The developers and publishers I met with all spoke with this kind of candor and they were also very respectful during our meetings, genuinely interested in how an American art studio like us was faring through this recession. I appreciated that. In return they were grateful to meet with a studio director who isn’t really a “biz dev” or “sales” guy. All too often developers are stuck talking to a guy in a suit representing an overseas asset factory who only cares about getting their business, even if it’s not the kind of work they specialize in or totally out of their scope. Although my job is to bring in developers to partner with I’m an artist myself representing a small team of artists and technicians and I know what we are capable of, what our strengths and weaknesses are and can give an honest answer whether or not we are qualified to take on the kind of work that needs doing.

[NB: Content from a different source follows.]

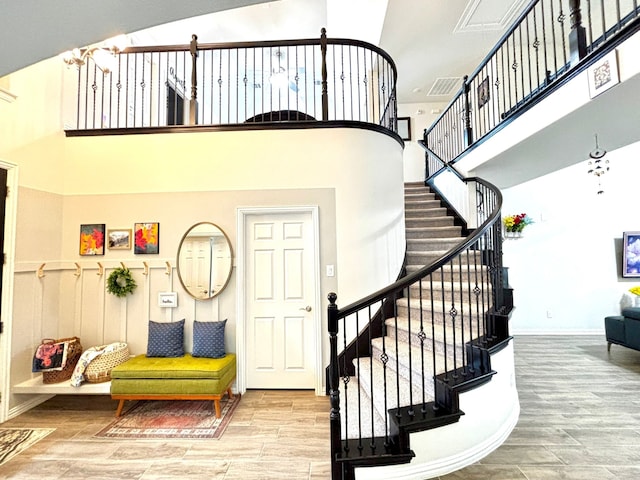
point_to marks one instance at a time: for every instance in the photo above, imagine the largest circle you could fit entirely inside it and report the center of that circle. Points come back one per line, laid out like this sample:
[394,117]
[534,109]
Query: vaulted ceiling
[434,43]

I’m a huge evangelist of ethics and honesty in business and the kind of person that needs to talk with people face to face, free of obstacles and without any BS getting in the way. I appreciated the opportunity to have these conversations with my clients and potential clients and grateful for their time and honesty in return. I hope this new attitude in the industry sticks around after it gets back on its feet and the new wave of industry leaders embrace honesty and ethics in the way they run their companies and develop their games. After all, it was unchecked greed and lies that got us into this mess to begin with.

So in conclusion…GDC was a weird fest. Our industry is weird and only getting weirder. I’m fine with this. It sure as hell beats the conventional conventions of the tech industry in general. Bring it on, I say. And  if the weirdness means a new age of honesty in business, I’ll buy that overpriced GDC badge every year without fail.